To confirm the key role of SPRY1 in angiogenesis and assess whether knocking down the expression of SPRY1 can achieve similar effects as uMSCs-Exo on angiogenesis, we used siRNA to inhibit the expression of SPRY1 in HUVECs. First, we examined the inhibitory efficiency of these siRNAs by qRT-PCR and Western blot (Figure 6A, B), and the most effective siRNA (siSPRY1 #1) was used for the following functional assays. Next, HUVECs were transfected with SPRY1 siRNAs#1 in culture for 24 h. PI3K/AKT activation and the target genes (VEGFA and HIF-α) were determined by qRT-PCR and Western blot. As expected, we observed an increased level of PI3k, AKT, VEGFA and HIF-1α in the uMSC-Exo+siRNA-SPRY1#1 group. (Figure 6C, D)
Because SPRY1 was found to decrease PI3K/AKT activation, we then tested whether SPRY1 knockdown truly stimulates HUVEC-induced angiogenesis. To determine the extent of HUVEC migration, the scratch experiment showed that at 12 h and 24 h, the HUVECs in the uMSC-Exo+siRNA-SPRY1#1 group migrated at a faster rate, although the number of cells that migrated increased in both groups (Figure 6E). Similarly, the tube formation data showed that after SPRY1 was silenced, the number of branches and blood vessels more than doubled (Figure 6F).
Taken together, the data from our in vitro functional assays on HUVECs suggested that SPRY1 knockdown increased PI3K/AKT activation and HUVEC proliferation, migration and angiogenesis.
6. Exosomal miR-21 derived from uMSCs enhanced local microvascular network formation and bone regeneration in vivo
To study the influence of exosomal miR-21 on bone formation in vivo, the rat cranial bone defect model was carried out for a duration of 6 weeks. In particular, to evaluate the potential therapeutic role of regulated exosomes in bone healing, we developed an experimental group with exosomes that overexpressed miR-21 (uMSC-Exo-miR-21+) and compared the findings with those of the uMSC-Exo group and the negative control (NC) group.
Then, micro-CT and histological analyses were used to evaluate the extent of calvarial defect repair in the three groups (Figure 7A).

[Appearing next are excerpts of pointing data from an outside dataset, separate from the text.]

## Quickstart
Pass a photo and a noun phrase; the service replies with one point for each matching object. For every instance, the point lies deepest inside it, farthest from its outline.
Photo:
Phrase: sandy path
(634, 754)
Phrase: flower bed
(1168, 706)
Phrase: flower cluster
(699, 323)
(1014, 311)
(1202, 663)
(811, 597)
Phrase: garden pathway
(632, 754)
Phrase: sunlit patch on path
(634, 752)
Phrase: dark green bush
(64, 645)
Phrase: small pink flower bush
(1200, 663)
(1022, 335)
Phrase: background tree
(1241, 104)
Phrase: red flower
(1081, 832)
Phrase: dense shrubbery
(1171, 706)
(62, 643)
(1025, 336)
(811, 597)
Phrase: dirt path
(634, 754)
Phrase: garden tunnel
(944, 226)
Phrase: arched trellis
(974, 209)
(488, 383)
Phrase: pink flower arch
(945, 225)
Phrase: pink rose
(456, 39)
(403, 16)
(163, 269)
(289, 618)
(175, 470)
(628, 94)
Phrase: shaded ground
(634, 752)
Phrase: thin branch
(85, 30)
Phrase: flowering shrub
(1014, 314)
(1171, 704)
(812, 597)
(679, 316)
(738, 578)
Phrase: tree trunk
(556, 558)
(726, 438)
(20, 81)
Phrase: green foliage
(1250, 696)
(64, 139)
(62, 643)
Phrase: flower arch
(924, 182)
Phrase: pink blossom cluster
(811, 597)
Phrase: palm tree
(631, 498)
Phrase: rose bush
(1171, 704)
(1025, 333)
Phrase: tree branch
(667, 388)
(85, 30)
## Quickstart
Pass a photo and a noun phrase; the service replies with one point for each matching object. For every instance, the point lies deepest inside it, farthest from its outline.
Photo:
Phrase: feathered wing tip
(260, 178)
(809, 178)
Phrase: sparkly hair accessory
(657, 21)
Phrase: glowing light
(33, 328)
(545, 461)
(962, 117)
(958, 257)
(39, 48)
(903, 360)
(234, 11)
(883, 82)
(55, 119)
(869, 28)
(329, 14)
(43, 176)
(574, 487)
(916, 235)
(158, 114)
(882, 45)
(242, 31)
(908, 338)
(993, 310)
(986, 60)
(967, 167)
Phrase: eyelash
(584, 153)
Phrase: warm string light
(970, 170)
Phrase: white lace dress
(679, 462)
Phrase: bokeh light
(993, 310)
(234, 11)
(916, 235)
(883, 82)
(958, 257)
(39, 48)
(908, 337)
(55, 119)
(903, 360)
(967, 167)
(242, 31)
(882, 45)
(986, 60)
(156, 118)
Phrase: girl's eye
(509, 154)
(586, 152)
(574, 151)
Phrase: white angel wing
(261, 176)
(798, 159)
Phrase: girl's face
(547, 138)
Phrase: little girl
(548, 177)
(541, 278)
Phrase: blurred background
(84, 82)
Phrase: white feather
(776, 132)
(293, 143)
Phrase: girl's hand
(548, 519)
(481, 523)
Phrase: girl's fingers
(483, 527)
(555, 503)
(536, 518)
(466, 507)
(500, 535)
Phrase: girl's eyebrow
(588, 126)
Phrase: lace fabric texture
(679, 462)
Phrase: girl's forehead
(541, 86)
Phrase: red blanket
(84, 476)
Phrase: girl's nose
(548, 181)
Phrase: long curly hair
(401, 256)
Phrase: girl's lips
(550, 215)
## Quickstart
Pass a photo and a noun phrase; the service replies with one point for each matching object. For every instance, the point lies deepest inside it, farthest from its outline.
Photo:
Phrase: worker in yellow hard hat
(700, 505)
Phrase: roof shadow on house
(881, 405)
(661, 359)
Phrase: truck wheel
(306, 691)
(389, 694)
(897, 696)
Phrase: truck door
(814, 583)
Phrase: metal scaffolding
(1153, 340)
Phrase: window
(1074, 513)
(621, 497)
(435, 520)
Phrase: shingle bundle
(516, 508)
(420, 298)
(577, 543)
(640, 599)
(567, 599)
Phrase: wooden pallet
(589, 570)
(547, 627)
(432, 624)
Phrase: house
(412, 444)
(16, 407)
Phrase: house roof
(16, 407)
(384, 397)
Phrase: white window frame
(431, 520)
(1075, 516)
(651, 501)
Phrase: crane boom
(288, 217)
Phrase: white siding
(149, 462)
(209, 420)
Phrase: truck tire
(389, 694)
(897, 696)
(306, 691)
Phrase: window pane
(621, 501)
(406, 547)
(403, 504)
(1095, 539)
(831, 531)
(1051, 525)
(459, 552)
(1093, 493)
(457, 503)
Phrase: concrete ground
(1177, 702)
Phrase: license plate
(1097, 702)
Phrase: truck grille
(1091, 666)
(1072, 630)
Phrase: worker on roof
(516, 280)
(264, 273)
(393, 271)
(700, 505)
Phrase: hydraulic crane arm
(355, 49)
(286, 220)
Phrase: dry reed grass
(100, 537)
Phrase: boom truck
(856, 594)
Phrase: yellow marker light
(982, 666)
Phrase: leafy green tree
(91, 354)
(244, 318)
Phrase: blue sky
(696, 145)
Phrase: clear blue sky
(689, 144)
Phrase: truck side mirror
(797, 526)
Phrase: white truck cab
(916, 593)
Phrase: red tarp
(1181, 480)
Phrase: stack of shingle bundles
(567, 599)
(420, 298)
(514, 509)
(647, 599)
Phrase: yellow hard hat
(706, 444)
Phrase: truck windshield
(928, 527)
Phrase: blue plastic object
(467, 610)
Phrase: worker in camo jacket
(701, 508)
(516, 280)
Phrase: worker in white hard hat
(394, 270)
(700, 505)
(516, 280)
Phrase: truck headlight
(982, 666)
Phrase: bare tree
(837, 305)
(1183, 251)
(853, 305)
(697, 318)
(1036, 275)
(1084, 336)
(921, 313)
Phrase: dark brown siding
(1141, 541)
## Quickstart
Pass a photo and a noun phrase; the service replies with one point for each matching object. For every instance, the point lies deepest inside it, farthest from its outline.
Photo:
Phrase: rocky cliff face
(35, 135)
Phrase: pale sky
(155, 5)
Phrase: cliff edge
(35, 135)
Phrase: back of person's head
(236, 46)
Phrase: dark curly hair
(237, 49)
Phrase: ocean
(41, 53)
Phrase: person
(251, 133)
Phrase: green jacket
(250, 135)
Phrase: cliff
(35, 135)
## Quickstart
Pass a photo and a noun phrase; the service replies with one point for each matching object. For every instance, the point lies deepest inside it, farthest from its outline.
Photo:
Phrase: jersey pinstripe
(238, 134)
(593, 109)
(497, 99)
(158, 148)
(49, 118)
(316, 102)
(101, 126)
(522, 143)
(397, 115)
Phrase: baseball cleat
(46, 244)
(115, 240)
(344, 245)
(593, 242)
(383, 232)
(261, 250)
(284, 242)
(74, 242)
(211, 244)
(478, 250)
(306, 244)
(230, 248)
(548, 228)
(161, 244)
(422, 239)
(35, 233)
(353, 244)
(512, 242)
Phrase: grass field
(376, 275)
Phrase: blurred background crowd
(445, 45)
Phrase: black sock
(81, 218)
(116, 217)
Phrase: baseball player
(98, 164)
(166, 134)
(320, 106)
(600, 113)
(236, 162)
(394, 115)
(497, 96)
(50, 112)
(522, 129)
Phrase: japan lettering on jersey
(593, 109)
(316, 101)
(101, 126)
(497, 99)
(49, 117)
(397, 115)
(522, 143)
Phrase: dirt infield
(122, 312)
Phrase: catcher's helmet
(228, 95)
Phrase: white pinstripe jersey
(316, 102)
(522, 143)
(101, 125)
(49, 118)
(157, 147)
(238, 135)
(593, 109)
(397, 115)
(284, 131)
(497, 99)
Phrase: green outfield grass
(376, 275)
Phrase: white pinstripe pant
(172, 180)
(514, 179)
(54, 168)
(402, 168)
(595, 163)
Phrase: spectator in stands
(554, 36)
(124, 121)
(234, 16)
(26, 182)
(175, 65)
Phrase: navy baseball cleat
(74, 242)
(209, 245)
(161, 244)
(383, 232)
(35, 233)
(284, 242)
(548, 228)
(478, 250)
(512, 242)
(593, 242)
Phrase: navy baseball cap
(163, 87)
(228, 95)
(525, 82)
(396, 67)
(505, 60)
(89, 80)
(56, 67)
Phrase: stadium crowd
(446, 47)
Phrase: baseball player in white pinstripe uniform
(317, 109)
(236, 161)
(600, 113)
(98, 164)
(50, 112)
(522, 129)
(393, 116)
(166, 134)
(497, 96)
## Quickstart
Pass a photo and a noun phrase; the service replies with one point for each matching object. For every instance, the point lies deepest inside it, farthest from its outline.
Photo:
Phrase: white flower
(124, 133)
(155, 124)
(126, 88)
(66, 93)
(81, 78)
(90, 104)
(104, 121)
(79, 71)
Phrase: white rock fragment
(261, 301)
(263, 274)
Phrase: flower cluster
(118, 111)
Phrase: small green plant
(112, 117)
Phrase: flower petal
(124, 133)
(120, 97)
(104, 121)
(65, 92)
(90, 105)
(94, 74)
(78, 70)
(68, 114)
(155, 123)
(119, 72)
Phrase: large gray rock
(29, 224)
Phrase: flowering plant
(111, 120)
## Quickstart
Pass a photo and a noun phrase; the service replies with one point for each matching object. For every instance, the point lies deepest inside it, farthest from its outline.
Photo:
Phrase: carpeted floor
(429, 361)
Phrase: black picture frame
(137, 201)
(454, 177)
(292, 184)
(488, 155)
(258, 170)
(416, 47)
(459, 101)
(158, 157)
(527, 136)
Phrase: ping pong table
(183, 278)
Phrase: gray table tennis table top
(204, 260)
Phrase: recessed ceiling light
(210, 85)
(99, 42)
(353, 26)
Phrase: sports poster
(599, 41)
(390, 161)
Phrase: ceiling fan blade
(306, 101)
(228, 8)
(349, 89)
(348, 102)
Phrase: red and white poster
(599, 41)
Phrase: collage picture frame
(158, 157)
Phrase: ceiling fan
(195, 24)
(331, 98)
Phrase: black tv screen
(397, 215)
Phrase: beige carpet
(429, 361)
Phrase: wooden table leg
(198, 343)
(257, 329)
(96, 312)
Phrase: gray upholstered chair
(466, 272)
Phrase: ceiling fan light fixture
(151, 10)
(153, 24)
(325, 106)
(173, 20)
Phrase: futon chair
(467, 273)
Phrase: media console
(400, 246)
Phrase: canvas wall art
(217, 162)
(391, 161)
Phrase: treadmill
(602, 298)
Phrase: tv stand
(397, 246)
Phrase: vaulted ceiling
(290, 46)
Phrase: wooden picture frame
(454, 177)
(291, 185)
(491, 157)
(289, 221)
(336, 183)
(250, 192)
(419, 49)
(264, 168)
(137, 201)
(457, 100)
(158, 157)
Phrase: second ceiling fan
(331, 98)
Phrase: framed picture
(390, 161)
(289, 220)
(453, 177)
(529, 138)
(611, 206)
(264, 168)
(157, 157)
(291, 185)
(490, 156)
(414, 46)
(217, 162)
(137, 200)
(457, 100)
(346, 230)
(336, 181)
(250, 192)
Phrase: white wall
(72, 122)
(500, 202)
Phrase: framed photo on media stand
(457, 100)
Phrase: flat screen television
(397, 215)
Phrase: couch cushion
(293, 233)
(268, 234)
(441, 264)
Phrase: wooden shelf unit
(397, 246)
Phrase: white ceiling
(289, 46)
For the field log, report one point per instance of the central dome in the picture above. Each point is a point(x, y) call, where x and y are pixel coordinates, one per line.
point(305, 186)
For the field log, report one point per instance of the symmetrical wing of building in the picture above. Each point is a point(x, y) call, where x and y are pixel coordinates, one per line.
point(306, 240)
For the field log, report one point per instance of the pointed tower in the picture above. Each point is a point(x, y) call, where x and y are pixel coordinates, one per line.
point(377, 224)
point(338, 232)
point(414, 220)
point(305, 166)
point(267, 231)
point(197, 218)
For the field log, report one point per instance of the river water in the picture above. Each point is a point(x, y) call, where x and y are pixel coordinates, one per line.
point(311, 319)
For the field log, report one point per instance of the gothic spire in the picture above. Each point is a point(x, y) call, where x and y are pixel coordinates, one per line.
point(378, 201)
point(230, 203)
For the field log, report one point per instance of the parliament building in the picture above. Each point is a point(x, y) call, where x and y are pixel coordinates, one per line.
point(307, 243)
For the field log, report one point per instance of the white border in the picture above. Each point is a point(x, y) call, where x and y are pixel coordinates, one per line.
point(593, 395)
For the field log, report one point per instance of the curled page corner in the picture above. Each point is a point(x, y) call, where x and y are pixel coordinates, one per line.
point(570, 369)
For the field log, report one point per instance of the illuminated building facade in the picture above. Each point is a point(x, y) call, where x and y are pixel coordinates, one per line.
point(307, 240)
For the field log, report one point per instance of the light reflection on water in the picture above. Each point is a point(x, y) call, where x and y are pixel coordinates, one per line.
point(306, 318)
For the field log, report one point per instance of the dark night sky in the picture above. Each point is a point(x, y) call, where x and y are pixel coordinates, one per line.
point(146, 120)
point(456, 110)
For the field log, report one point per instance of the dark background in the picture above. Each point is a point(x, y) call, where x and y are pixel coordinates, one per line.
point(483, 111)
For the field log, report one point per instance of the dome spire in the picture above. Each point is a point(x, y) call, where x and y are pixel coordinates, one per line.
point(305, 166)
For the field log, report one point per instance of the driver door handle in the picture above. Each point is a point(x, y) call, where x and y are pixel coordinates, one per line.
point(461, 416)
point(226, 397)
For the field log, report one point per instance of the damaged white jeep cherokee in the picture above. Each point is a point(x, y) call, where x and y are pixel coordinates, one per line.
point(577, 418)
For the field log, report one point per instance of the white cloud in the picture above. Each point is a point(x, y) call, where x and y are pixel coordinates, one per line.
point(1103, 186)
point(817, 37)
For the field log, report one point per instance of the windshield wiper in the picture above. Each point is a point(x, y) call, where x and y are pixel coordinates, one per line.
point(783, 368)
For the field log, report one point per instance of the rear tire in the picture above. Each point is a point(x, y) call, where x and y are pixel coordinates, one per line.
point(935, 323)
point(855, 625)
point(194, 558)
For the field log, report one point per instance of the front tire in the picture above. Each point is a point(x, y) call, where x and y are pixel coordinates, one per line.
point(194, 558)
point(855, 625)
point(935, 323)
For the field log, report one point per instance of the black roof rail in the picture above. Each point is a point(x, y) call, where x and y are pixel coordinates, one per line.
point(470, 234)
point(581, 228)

Similar to our previous study results in a femur fracture model, the administration of uMSC‐Exos led to an obvious increase in the amount of new bone formation compared with that in the NC group. Moreover, compared to both the uMSC-Exo and the control groups, treatment with uMSC‐Exos with overexpressed miR-21 led to a significant increase in the bone volume (BV), BV/TV and bone mineral density (BMD). Vascular growth within the bone callus was evaluated by imaging of contrast‐perfused, decalcified specimens. The vessel volume was remarkably increased in the uMSC-Exo-miR-21+ group.
H&E staining was used to observe the microscopic bone and soft tissues surrounding the calvarial defect 6 weeks post-operation (Figure 7B). Histological observations at low magnification (40×) revealed that the implanted scaffolds were covered with abundant cells and tissue in both the uMSC-Exo and uMSC-Exo-miR-21+ groups, although a greater amount of callus tissue was observed on the scaffolds in the inner spaces of the uMSC-Exo-miR-21+ group. Moreover, the immunohistochemistry assay results showed that significantly more CD31‐positive blood vessels formed in the uMSC-Exo-miR-21+ group. Compared with that in the control and uMSC-Exo groups, the expression of VEGFA in the new callus tissue was upregulated in the uMSC-Exo-miR-21+ group. Unsurprisingly, the expression of SPRY1 in the uMSC-Exo-miR-21+ group was decreased. These results were consistent with the results from our cell experiments, implying that exosomal miR-21 delivery stimulated greater vessel formation within callus regions and enhanced bone formation in the defect space.